The case against my model is that ARC has been around for almost five years now, and no one’s beaten it. If it were possible to beat it by making relatively minor changes to existing approaches, surely someone would have done it by now? But then, it’s a benchmark that’s remained relatively obscure (Chollet thinks this is because of a sort of publication bias, where a benchmark is neglected until someone starts to get traction on it) and that’s why this prize is so interesting. It looks as if it will bring enough attention to ARC that low-hanging fruit is bound to be picked.

The ARC Prize website has this chart of benchmark progress:

A chart of progress on various benchmarks, including ARC.

If it were my $1m on the line, this would make me nervous. To me the ARC trend looks a lot like all the others, with the x-axis stretched out a bit, and the forecast looks like a complete guess. The progress so far looks entirely consistent with more scale crushing this benchmark, especially since the joint best-performing model was an LLM with 240m parameters. That’s about 3 orders of magnitude less than what frontier models are rumoured to have. So there’s reason to think that an ARC-focused LLM, with more scale, could do much better.

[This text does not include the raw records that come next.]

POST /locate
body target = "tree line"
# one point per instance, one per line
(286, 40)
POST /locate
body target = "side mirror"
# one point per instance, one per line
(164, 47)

As far as I can tell, and I may be wrong about this, there’s no rule to stop someone winning this competition by generating a tonne of synthetic tests, and training on them, i.e. using a method the creators think of as cheating. So my default guess is that the ARC Prize gets claimed within 3 years, by someone who’s using an approach the creators aren’t happy with. It feels about 50% likely to me that the next generation of LLMs matches or exceeds human performance, and if the generation after that doesn’t, then I think I’ll start to consider it more likely than not that this post got something badly wrong.